To push S3logsbeat in the git repository, run the following commands:
git remote set-url origin https://github.com/mpucholblasco/s3logsbeat
git push origin master
For further development, check out the beat developer guide.
Build
To build the binary for S3logsbeat run the command below.
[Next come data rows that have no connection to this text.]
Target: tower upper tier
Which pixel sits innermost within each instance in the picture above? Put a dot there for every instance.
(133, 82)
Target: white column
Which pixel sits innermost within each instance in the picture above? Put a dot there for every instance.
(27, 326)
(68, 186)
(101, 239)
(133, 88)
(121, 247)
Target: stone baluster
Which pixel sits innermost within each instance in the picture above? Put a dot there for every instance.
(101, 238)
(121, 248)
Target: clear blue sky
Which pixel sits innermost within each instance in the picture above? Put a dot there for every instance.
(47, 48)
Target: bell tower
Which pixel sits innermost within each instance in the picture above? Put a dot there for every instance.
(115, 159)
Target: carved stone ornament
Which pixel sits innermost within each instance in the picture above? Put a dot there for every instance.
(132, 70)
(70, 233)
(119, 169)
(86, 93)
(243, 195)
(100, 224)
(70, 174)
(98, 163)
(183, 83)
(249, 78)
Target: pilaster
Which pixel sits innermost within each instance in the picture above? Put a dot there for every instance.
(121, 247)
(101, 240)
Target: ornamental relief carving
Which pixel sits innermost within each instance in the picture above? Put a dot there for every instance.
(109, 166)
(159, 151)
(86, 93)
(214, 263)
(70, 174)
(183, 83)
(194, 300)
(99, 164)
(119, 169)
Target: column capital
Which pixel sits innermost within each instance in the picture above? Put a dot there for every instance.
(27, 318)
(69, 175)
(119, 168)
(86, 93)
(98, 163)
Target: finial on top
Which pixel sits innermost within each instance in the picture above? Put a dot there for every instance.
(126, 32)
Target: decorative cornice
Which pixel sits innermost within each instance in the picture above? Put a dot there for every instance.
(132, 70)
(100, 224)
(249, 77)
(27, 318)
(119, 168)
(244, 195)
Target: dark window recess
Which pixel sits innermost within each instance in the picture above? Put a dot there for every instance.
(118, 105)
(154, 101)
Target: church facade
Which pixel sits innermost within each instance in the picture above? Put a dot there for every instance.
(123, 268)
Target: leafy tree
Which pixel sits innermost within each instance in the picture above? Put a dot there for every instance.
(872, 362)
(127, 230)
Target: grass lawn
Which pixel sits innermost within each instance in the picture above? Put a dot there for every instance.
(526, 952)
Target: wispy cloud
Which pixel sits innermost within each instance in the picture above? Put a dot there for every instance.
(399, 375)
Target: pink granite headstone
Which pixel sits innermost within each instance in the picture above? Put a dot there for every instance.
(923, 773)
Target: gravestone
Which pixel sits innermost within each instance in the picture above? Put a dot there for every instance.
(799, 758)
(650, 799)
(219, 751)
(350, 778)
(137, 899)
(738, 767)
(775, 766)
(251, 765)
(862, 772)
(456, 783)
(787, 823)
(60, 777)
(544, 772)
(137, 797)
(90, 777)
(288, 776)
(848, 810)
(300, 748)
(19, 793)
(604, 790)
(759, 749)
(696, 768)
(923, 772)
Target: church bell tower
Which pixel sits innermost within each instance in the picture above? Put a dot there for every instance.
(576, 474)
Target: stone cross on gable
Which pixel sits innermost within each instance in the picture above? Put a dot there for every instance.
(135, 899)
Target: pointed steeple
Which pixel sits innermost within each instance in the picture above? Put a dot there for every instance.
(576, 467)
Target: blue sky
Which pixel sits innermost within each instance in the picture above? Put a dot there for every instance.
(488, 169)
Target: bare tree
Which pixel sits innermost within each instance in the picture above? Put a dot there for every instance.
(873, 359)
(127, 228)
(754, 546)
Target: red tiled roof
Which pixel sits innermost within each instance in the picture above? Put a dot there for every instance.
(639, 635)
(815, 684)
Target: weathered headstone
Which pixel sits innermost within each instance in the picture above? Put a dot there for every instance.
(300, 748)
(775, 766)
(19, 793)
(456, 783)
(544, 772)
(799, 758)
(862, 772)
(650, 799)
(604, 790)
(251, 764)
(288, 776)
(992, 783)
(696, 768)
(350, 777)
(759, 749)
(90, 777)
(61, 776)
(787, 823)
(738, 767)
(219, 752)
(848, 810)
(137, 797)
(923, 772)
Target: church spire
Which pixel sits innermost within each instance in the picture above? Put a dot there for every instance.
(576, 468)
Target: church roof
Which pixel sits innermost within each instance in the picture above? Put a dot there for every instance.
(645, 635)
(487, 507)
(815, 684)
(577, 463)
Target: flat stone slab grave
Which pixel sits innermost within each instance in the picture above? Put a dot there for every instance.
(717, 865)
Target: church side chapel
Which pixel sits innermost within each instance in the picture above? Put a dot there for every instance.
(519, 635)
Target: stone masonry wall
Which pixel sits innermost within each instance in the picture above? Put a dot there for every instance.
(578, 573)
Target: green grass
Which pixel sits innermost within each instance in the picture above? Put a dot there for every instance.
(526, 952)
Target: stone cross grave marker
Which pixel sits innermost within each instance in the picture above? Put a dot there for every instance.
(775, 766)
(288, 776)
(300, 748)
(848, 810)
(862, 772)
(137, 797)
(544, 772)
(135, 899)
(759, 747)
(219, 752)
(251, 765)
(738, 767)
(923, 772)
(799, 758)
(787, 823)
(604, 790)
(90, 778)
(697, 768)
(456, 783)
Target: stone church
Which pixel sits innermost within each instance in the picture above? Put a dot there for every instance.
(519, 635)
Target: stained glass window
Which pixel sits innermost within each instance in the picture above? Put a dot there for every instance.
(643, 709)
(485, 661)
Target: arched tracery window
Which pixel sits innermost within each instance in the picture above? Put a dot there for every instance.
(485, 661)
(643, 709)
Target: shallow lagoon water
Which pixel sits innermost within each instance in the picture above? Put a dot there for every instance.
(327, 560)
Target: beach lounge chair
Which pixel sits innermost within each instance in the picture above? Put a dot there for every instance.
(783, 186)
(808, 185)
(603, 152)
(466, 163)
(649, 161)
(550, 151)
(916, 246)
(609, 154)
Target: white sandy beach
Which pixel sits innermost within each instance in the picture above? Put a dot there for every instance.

This will generate a binary in the same directory with the name s3logsbeat.
make
Run
To run S3logsbeat with debugging output enabled, run:
./s3logsbeat -c s3logsbeat.yml -e -d "*"
Test
To test S3logsbeat, run the following command:
make testsuite
alternatively:
make unit-tests
make system-tests
make integration-tests
make coverage-report
The test coverage is reported in the folder ./build/coverage/
Update
Each beat has a template for the mapping in elasticsearch and a documentation for the fields
which is automatically generated based on fields.yml
by running the following command.
make update
Cleanup
To clean S3logsbeat source code, run the following commands:
make fmt
To clean up the build directory and generated artifacts, run:
make clean
Clone
To clone S3logsbeat from the git repository, run the following commands:
mkdir -p ${GOPATH}/src/github.com/mpucholblasco/s3logsbeat
git clone https://github.com/mpucholblasco/s3logsbeat ${GOPATH}/src/github.com/mpucholblasco/s3logsbeat
For further development, check out the beat developer guide.
Packaging
The beat frameworks provides tools to crosscompile and package your beat for different platforms. This requires docker and vendoring as described above. To build packages of your beat, run the following command:
make package
This will fetch and create all images required for the build process. The hole process to finish can take several minutes.